Mr. McBride presents the residents of The Bottom in a way that is both nostalgic and realistic. It is not an idyllic childhood. These are young people deeply affected by the inherent racism and class system of America. However, the day to day issues of their lives are both more mundane and more fascinating. In Bucky-boy, life in The Bottom is thrown into upheaval by the self-defense killing of a young black man by a Chinese store owner. In Goat, a teacher tries to help Goat earn a track scholarship while also helping his brother avoid the draft during the Vietnam war. It was the story Goat that brought me to this book. It was presented by Lavar Burton on his pod-cast “Lavar Burton Reads.” I loved listening to the tale, and went out and bought the book. Mr. McBride presents real people in very real situations. Most of the other stories are equally evocative of lives in America lived by African-Americans.

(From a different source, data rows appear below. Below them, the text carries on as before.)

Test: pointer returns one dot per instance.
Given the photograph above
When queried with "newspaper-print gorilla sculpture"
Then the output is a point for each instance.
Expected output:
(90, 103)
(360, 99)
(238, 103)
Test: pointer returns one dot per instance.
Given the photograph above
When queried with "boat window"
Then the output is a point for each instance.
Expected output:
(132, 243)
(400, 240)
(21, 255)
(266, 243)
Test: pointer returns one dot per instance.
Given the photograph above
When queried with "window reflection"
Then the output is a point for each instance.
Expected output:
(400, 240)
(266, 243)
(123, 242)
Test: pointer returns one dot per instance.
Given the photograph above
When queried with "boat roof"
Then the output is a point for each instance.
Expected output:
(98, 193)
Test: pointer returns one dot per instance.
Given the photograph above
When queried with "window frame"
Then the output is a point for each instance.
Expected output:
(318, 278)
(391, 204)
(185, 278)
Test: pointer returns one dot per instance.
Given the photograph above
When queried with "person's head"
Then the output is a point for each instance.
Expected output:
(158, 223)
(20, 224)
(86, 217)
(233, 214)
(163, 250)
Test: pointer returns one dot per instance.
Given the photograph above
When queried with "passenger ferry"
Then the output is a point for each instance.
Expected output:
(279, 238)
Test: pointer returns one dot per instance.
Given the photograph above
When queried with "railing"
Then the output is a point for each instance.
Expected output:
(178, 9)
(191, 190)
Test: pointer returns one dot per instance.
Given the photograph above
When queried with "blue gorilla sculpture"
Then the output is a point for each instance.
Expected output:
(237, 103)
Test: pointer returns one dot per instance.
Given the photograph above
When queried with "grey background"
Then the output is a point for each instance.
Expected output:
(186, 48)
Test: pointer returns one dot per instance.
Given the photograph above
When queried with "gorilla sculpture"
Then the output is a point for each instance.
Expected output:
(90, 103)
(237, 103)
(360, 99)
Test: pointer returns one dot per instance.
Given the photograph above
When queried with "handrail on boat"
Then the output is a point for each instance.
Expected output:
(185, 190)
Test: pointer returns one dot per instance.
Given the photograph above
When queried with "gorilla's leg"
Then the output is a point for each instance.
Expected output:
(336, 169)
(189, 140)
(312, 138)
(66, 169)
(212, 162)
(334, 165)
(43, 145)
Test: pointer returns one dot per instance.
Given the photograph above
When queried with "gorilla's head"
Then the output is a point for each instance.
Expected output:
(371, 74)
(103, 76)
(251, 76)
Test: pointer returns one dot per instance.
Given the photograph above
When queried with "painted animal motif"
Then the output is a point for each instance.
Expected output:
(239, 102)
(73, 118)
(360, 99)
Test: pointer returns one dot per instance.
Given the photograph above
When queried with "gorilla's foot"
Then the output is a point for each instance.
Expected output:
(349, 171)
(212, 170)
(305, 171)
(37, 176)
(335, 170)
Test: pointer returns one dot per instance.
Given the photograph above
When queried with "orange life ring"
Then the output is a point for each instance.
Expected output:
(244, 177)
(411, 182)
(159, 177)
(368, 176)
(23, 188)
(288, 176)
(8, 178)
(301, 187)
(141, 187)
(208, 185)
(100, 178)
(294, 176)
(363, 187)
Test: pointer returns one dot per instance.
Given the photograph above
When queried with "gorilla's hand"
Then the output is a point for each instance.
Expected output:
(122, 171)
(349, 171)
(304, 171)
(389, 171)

There is one part of the book that does not quite fit. The book ends with a novella titled “Mr. P. and the Wind.” It is a parable about life and freedom, told from the point of view of a lion in a zoo. This was the only section of the book where the characters are stereotypical, and the story felt forced. It is not a bad parable, but the writing is not as strong here as it is in the other stories.

Five-Carat Soul is an excellent read. The stories of African-American life told by Mr. McBride give a view that is not often seen. It does so without being too sweet or too depressing.